5.0 Result and Analysis
By building both decision tree and multilinear regression model and including different numbers of independent variable, their performance have been recorded and summarize as in the below table:
From the above tables, the performance of Decision Tree models are much more better than the multiple linear regression model in any circumstances. The reason behind this is because the independent variables are in whole number and have a lower range of value, this have led to independent variable perform like categorical variable instead of numeric variable, and therefore decision tree will act more effective in prediction as compare to the multiple linear regression method.
By referring to the first hypothesis, since Decision Tree Model have a better performance then Multiple Linear Regression Model in this dataset, therefore the H0 hypothesis is accepted.
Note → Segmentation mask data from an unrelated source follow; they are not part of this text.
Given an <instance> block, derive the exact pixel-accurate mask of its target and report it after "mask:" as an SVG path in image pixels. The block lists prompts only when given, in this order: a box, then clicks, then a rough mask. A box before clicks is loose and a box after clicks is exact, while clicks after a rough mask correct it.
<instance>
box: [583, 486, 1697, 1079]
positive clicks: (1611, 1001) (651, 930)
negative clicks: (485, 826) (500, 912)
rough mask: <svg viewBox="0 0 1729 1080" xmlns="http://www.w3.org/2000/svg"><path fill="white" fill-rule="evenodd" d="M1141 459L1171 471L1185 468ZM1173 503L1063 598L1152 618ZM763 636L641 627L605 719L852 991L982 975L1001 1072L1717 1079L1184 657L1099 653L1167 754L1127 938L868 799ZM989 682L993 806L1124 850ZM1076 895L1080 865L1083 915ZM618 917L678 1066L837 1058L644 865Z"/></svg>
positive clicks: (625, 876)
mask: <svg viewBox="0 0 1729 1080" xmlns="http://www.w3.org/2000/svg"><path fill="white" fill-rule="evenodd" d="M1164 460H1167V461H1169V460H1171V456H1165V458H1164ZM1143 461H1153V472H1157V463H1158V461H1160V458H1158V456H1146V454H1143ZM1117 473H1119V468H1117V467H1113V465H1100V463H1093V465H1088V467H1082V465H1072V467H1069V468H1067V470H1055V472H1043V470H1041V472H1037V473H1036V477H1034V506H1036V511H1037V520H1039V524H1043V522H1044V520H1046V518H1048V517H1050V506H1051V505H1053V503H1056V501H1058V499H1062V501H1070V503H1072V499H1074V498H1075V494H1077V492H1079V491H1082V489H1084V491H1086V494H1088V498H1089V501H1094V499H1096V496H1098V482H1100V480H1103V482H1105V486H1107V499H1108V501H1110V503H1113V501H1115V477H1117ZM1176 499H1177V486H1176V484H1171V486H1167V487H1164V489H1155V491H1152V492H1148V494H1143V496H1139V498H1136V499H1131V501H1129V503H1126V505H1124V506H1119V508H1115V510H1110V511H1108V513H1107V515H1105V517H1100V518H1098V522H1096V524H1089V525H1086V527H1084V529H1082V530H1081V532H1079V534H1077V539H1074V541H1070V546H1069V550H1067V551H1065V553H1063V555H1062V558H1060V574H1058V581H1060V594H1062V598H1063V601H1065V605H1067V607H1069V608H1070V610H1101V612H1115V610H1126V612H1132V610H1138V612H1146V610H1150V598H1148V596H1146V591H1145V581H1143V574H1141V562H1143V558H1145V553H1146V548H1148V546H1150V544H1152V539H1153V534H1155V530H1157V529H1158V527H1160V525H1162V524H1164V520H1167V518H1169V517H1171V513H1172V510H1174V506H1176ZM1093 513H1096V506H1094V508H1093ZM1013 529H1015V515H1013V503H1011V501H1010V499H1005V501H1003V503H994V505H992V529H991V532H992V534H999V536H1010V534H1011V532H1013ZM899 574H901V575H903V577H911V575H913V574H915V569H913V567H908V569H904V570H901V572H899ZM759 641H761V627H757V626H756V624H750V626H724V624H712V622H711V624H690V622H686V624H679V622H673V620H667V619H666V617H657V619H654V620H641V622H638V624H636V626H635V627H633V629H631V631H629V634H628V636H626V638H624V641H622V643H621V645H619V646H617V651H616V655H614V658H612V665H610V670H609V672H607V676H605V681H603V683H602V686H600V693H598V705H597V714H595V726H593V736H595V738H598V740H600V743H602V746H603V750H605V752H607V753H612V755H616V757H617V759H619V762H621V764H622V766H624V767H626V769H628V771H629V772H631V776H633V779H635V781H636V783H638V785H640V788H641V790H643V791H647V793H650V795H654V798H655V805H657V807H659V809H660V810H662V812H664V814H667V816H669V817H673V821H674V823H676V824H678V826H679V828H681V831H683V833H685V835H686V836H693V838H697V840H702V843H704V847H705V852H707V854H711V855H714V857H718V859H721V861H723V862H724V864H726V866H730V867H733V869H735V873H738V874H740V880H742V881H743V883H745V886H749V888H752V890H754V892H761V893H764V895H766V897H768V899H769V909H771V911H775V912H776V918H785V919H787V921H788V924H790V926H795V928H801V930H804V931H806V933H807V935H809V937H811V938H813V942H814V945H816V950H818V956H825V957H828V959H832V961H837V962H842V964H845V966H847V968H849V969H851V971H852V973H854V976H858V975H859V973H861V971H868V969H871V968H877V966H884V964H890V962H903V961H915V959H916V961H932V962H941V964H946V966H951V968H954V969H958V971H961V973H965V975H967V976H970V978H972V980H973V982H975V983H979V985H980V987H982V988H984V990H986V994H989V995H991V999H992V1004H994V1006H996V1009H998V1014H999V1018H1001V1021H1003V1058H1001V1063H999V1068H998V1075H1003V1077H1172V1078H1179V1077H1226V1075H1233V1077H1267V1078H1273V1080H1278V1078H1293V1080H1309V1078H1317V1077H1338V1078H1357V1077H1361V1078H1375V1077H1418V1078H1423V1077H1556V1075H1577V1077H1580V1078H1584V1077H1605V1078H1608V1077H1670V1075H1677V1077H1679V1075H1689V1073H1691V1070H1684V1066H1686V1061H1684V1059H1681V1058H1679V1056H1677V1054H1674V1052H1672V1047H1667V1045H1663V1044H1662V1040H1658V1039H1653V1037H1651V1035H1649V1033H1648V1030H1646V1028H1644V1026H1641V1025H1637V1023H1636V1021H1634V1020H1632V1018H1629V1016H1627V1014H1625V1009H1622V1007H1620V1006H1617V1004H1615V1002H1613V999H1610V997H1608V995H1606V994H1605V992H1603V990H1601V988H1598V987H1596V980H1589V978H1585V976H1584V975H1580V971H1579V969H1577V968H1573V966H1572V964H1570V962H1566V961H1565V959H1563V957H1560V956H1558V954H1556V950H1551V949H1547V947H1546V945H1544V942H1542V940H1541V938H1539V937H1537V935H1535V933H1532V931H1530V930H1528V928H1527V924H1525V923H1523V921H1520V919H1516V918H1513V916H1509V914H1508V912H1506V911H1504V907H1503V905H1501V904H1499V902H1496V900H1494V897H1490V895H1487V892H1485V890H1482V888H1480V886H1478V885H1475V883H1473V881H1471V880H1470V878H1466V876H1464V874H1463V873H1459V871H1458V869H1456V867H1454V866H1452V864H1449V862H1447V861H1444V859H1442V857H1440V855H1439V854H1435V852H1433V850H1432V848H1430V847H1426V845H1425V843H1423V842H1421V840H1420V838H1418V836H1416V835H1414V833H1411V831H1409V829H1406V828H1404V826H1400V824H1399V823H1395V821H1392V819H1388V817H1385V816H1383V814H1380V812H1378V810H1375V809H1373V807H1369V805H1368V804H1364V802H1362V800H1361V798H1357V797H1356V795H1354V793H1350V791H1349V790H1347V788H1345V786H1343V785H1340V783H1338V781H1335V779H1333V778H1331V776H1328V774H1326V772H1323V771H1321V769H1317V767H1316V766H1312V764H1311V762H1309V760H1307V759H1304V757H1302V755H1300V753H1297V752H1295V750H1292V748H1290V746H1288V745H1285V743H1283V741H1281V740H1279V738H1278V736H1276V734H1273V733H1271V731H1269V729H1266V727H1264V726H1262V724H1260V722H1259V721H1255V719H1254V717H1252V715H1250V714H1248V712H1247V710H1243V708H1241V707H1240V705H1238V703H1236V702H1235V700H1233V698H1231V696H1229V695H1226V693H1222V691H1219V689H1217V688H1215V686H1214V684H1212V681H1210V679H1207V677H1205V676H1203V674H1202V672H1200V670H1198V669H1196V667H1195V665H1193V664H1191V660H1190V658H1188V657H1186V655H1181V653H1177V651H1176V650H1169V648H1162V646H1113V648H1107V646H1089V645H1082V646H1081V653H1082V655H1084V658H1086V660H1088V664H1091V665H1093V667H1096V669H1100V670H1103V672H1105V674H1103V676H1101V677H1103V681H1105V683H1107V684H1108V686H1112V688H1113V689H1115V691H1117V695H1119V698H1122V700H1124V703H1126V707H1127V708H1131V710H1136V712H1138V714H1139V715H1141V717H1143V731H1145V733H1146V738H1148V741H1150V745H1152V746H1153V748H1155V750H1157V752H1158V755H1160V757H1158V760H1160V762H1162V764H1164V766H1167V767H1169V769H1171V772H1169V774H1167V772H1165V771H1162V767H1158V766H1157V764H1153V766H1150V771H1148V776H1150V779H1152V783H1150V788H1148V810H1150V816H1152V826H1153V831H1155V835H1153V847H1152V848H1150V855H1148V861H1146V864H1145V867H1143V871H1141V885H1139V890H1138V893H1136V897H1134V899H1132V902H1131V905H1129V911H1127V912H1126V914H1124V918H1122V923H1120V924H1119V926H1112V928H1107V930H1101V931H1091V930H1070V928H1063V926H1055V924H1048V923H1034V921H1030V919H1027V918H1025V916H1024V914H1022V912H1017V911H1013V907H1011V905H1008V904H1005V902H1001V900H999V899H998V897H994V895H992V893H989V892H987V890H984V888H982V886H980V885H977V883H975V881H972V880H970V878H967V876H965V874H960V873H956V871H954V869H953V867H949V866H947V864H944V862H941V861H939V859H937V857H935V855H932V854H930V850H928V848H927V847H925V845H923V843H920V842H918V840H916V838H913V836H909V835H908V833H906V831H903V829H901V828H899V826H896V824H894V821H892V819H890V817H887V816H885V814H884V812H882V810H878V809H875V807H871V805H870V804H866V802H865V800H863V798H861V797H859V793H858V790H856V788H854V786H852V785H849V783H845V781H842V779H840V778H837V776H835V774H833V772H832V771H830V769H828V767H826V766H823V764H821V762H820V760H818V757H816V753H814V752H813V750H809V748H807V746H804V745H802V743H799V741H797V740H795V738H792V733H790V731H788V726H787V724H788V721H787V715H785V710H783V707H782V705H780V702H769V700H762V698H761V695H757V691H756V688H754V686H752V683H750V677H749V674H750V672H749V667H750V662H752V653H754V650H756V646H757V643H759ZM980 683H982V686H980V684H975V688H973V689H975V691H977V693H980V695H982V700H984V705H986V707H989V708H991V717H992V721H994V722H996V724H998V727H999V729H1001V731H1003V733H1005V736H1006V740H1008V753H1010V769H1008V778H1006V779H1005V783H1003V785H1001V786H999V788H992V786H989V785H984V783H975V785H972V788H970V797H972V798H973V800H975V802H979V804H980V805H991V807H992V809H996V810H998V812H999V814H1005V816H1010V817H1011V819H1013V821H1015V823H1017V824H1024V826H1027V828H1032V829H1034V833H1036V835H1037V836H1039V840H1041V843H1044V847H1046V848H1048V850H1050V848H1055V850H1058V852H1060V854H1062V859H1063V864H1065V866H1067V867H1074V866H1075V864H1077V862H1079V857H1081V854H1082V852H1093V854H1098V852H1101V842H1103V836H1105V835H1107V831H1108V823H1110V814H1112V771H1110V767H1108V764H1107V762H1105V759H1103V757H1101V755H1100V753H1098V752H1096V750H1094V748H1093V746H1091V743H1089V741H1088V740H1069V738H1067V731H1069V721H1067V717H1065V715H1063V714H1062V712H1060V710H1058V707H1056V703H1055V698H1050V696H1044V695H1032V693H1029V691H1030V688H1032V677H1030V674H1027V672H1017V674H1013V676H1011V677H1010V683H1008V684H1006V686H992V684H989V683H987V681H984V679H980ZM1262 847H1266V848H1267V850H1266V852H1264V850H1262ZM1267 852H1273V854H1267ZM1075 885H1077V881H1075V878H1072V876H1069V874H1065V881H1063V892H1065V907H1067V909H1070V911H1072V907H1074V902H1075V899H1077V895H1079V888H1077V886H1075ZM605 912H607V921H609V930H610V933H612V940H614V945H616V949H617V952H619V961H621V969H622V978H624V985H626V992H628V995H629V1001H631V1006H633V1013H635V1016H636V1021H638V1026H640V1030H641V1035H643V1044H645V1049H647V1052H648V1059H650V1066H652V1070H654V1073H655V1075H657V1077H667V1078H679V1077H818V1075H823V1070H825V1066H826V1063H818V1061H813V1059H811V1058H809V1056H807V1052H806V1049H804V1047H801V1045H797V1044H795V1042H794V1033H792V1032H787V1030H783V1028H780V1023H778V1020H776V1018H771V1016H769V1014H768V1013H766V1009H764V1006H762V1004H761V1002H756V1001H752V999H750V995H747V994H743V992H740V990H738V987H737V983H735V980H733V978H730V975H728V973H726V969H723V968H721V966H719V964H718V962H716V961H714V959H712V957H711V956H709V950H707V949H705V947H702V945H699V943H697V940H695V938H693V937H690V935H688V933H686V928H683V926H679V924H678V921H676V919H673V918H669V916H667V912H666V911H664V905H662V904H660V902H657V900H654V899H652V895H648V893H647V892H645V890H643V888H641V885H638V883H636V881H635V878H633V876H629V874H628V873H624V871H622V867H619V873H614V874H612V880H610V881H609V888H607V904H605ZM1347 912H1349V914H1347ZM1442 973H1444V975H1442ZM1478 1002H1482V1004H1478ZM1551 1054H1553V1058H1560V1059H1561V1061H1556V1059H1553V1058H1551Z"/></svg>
The machine learning method suggest to be used in this dataset will be the Decision Tree Model.
Besides, as mentioned in the experiment part the performance of model increase for both Decision Tree and Multiple Linear regression as the number of independent variables uses increases. This comes to a conclusion that all the independent variables in survey form should be used as the model performance does have a better performance when more independent variables are used in this dataset. Therefore, the H0 for the second hypothesis is accepted.
In conclusion, two machine learning model which are the decision tree and the multiple linear regression model have been built to examine the passenger satisfaction level. Since more independent variables in the survey form led to a higher performance level for the machine learning model, all of the survey attribute should be used in building the machine learning model. Besides, decision tree model also have outperformed the multiple linear regression model since the independent variable have a lower range and is a whole number.
Hongwei Jiang, Yahua Zhang, “An investigation of service quality, customer satisfaction and loyalty in China’s airline market,” Elsevier: Journal of Air Transport Management, vol. 57, pp. 80–88, 2016.
T. Klein, “Airline Passenger Satisfaction: What factors lead to customer satisfaction for an Airline?,” 11 02 2020. [Online]. Available: https://www.kaggle.com/teejmahal20/airline-passenger-satisfaction.
T. Ryan Hoens, Nitesh V. Chawla, “IMBALANCED DATASETS: FROM SAMPLING TO CLASSIFIERS,” Department of Computer Science and Engineering, The University of Notre Dame, Notre Dame, 2013.
D. Varghese, “Comparative Study on Classic Machine learning Algorithms: Quick summary on various ML algorithms,” Towards Data Science, 7 Dec 2018. [Online]. Available: https://towardsdatascience.com/comparative-study-on-classic-machine-learning-algorithms-24f9ff6ab222#:~:text=only%20linear%20solutions.-,When%20there%20are%20large%20number%20of%20features%20with%20less%20data,are%20better%20than%20linear%20regression.. [Accessed 16 11 2020].